# Snake Breeders



## wo0thigh (Nov 15, 2007)

I was wondering what breeders kept theyre snakes in? Snakes such as Royals and corns etc?

Thanks


----------



## Alans_Reptiles (Jun 2, 2007)

it depends on the individual but personaley i use racks as they make it more easy to maintain and allow u to keep more animals in a smaller space than with vivs 

hope this helps 

Alan


----------



## wo0thigh (Nov 15, 2007)

Alans_Reptiles said:


> it depends on the individual but personaley i use racks as they make it more easy to maintain and allow u to keep more animals in a smaller space than with vivs
> 
> hope this helps
> 
> Alan


Hey, thanks for the quick reply, do you have any pics of your racks? I know you can keep snakes in like plastic tubs, but the problem ive had is finding ones big enough, the biggest RUB's LxW is only 605 x 370 x (different heights) and I dont think they are quite big enough for corns/royals. 

Thanks


----------



## Alans_Reptiles (Jun 2, 2007)

i use 2'X1'x6" for both sub adult royals and adult corns i am going to get these racks from vision very soon there ideal 
Euro Rep Ltd - Europes largest manufacturer and distributor of Reptile Products


----------



## Storm Python (Jan 10, 2008)

The boxes i use in my rack for corns/kings are 31in(l)/14(w)/8(h)
We buy ours from Esk Discount Warehouse in eastbourne.
cost £5.99.Each
Been using them for years now.


----------



## wo0thigh (Nov 15, 2007)

reptile_seaford said:


> The boxes i use in my rack for corns/kings are 31in(l)/14(w)/8(h)
> We buy ours from Esk Discount Warehouse in eastbourne.
> cost £5.99.Each
> Been using them for years now.



How do you stack/heat them?

Thanks for the pics


----------



## Angi (Nov 12, 2005)

I use vivariums.


----------



## Scoffa (Nov 23, 2006)

I prefer vivs. Lets hope the thread doesn't descend into a viv Vs tub debate.:whistling2:


----------



## wo0thigh (Nov 15, 2007)

Scoffa said:


> I prefer vivs. Lets hope the thread doesn't descend into a viv Vs tub debate.:whistling2:


Are there any viv v's tub debate threads? It would make interesting reading.....

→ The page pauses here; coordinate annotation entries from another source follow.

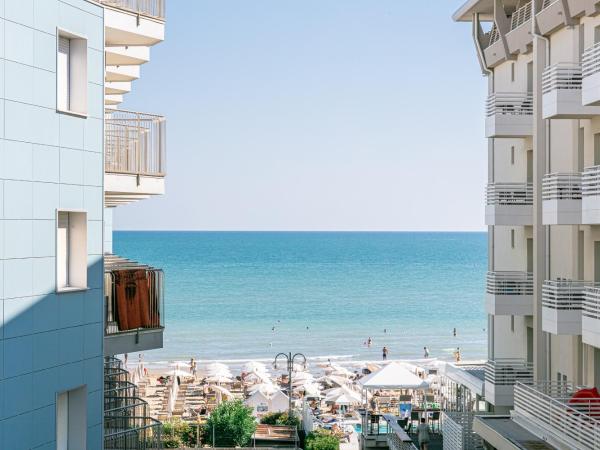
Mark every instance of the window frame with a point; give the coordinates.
(74, 273)
(81, 81)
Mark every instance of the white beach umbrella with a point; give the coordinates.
(219, 379)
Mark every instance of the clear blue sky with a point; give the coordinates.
(315, 115)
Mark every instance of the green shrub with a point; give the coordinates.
(280, 418)
(321, 440)
(231, 424)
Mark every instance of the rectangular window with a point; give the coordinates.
(71, 250)
(71, 419)
(71, 73)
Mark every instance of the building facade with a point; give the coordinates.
(542, 120)
(62, 64)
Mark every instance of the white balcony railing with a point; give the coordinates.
(135, 143)
(564, 295)
(562, 76)
(590, 60)
(509, 283)
(561, 186)
(521, 16)
(549, 406)
(507, 371)
(150, 8)
(510, 103)
(590, 181)
(510, 194)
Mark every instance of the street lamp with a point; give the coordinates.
(290, 365)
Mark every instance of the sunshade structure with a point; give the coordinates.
(393, 376)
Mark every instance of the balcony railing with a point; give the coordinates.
(521, 16)
(562, 76)
(561, 186)
(507, 371)
(590, 181)
(134, 296)
(135, 143)
(509, 283)
(150, 8)
(565, 295)
(127, 423)
(590, 60)
(510, 103)
(511, 194)
(550, 406)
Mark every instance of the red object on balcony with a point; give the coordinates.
(586, 401)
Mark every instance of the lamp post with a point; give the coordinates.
(290, 366)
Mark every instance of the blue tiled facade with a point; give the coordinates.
(49, 342)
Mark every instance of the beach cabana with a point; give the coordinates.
(391, 377)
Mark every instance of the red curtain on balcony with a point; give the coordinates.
(133, 309)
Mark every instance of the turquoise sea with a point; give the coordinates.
(323, 293)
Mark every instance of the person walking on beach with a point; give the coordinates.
(423, 434)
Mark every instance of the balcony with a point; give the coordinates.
(494, 52)
(509, 293)
(562, 302)
(551, 17)
(135, 156)
(561, 199)
(590, 191)
(509, 115)
(562, 93)
(519, 37)
(127, 422)
(501, 375)
(134, 317)
(590, 316)
(548, 410)
(509, 204)
(591, 75)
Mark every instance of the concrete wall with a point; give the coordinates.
(48, 342)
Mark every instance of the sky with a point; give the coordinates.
(358, 115)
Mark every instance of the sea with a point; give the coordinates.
(240, 296)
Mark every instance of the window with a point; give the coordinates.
(71, 250)
(71, 73)
(71, 422)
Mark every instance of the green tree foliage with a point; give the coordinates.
(280, 418)
(233, 425)
(321, 440)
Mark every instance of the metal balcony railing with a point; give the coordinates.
(561, 186)
(134, 296)
(509, 283)
(149, 8)
(135, 143)
(521, 16)
(590, 61)
(563, 294)
(591, 302)
(127, 424)
(561, 76)
(549, 406)
(509, 103)
(511, 194)
(507, 371)
(590, 181)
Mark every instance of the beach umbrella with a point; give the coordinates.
(219, 379)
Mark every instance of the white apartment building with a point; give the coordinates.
(542, 62)
(68, 155)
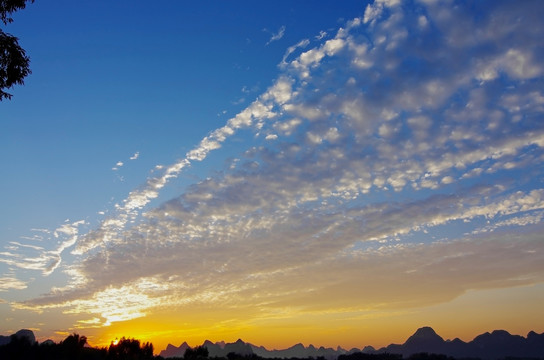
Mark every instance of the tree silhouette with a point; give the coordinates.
(72, 346)
(14, 63)
(130, 349)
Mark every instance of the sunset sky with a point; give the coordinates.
(324, 172)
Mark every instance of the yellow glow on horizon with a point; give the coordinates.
(347, 329)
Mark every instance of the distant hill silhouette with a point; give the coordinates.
(498, 344)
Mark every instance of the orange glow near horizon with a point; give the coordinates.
(489, 311)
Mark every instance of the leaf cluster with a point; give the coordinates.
(14, 63)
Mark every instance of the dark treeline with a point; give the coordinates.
(75, 347)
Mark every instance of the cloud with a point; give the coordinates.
(10, 282)
(389, 166)
(277, 36)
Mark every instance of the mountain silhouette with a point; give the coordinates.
(498, 344)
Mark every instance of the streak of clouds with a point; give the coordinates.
(396, 164)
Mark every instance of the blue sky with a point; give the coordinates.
(278, 171)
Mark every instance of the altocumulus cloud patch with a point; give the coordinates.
(410, 138)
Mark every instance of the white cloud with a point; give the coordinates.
(277, 36)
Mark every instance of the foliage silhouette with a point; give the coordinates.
(130, 349)
(196, 353)
(14, 63)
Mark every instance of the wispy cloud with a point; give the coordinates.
(276, 36)
(391, 156)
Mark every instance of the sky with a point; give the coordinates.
(324, 172)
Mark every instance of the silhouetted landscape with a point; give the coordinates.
(424, 344)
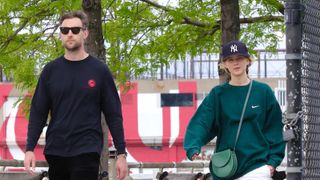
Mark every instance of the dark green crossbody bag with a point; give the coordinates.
(224, 164)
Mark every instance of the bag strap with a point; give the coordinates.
(242, 114)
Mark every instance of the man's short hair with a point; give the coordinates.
(75, 14)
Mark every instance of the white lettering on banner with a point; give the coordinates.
(234, 48)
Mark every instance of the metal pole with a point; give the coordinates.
(293, 57)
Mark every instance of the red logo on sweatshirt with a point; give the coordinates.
(92, 83)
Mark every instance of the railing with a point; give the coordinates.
(162, 174)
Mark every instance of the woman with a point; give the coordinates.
(260, 147)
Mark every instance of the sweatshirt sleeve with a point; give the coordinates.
(111, 108)
(273, 131)
(200, 129)
(40, 106)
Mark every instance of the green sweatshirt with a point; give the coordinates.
(260, 141)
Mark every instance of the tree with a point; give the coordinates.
(139, 35)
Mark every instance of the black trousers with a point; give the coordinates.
(80, 167)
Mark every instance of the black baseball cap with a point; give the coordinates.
(234, 48)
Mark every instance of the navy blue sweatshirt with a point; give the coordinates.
(75, 93)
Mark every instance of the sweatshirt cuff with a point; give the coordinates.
(272, 163)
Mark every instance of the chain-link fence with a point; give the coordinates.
(310, 84)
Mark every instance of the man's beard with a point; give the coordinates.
(75, 47)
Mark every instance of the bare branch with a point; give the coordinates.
(261, 19)
(276, 4)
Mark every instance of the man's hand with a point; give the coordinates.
(30, 158)
(122, 167)
(271, 170)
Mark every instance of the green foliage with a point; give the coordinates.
(139, 36)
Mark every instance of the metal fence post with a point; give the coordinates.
(293, 14)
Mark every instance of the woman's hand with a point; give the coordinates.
(196, 157)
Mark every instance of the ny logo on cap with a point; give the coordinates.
(234, 48)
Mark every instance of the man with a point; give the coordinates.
(75, 88)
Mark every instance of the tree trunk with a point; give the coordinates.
(230, 27)
(95, 46)
(95, 42)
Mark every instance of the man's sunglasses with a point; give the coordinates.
(74, 30)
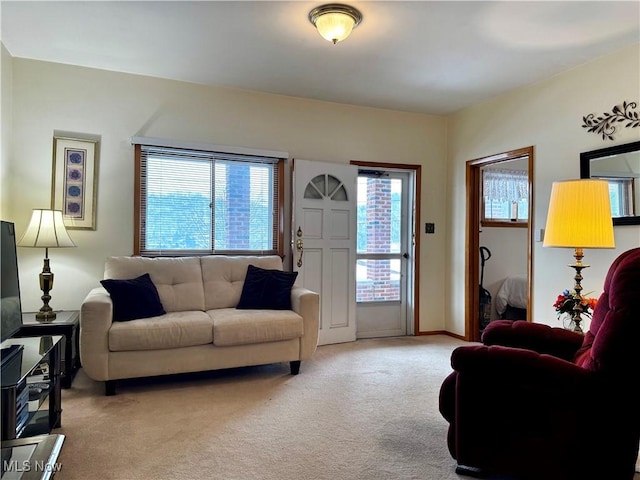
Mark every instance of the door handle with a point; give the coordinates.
(299, 246)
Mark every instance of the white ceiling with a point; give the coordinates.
(432, 57)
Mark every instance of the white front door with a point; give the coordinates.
(324, 242)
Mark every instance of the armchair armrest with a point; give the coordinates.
(96, 316)
(307, 304)
(512, 366)
(538, 337)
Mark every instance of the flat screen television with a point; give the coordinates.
(10, 309)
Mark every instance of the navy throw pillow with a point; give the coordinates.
(134, 298)
(267, 289)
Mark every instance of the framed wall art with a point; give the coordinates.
(75, 181)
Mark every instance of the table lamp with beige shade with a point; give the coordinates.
(579, 217)
(46, 230)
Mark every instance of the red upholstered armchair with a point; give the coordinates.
(536, 402)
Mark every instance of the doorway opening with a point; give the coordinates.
(475, 213)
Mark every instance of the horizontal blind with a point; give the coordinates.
(199, 202)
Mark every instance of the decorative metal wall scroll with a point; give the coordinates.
(604, 124)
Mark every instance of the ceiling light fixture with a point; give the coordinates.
(335, 21)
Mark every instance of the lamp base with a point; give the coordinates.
(45, 316)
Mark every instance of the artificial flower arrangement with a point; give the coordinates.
(566, 301)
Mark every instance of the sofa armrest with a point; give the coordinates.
(96, 314)
(538, 337)
(307, 304)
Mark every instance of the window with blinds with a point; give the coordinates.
(194, 202)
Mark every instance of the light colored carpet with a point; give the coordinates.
(364, 410)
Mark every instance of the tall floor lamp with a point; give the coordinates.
(46, 230)
(579, 217)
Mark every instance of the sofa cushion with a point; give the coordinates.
(173, 330)
(269, 289)
(241, 327)
(178, 279)
(133, 298)
(223, 277)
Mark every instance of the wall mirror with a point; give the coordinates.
(620, 166)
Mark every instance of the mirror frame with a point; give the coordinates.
(585, 171)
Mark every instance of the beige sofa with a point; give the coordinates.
(201, 329)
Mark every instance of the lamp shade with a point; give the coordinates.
(579, 215)
(335, 21)
(46, 230)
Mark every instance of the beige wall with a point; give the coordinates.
(48, 97)
(6, 100)
(45, 97)
(547, 115)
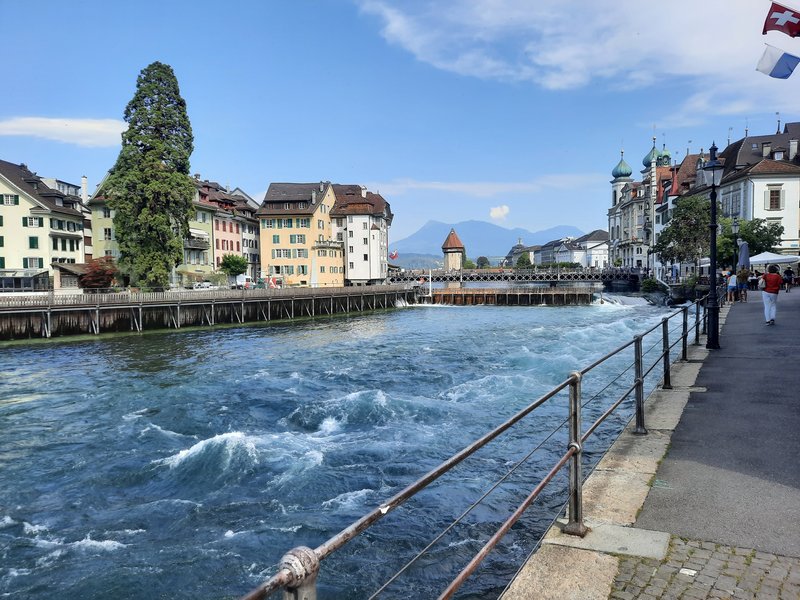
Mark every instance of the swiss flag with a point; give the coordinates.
(780, 18)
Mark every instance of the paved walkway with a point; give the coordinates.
(708, 504)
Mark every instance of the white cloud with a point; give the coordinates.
(499, 213)
(81, 132)
(709, 49)
(489, 189)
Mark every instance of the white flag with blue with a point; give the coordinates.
(777, 63)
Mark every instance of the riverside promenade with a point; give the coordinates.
(707, 505)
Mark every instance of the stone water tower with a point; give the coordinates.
(453, 252)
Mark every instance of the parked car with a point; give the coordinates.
(243, 282)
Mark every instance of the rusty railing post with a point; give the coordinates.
(696, 323)
(705, 318)
(304, 566)
(639, 369)
(667, 385)
(685, 334)
(575, 524)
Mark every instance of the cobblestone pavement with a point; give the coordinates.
(696, 570)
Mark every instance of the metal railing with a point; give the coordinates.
(298, 569)
(131, 296)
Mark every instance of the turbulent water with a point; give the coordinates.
(184, 464)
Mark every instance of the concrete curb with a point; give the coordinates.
(571, 568)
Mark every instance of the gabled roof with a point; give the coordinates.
(686, 174)
(766, 166)
(294, 194)
(598, 235)
(452, 242)
(31, 184)
(749, 150)
(356, 200)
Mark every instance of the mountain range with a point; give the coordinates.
(479, 238)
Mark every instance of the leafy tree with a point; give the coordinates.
(760, 235)
(99, 273)
(233, 265)
(686, 238)
(149, 187)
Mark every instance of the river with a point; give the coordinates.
(183, 464)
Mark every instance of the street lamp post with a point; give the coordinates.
(714, 168)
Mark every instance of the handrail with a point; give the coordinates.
(298, 569)
(45, 299)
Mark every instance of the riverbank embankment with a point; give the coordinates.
(706, 504)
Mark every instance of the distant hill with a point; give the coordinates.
(479, 237)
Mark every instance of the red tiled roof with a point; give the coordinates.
(452, 242)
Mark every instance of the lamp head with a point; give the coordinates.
(713, 166)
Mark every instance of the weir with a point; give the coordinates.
(48, 314)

I personally dont think it matters, the only problem with tubs is finding one big enough....


----------



## captaincaveman (Nov 6, 2006)

i use 50litre really useful boxes, plenty of space, heres my largest rack


----------



## topper1995 (Aug 29, 2009)

*ur set up*



captaincaveman said:


> i use 50litre really useful boxes, plenty of space, heres my largest rack
> 
> image


hiya, 
did u make those ur self or did u buy that fab set up!!!???
and if i want summin similar is there any sites i could sugest??
thanks


----------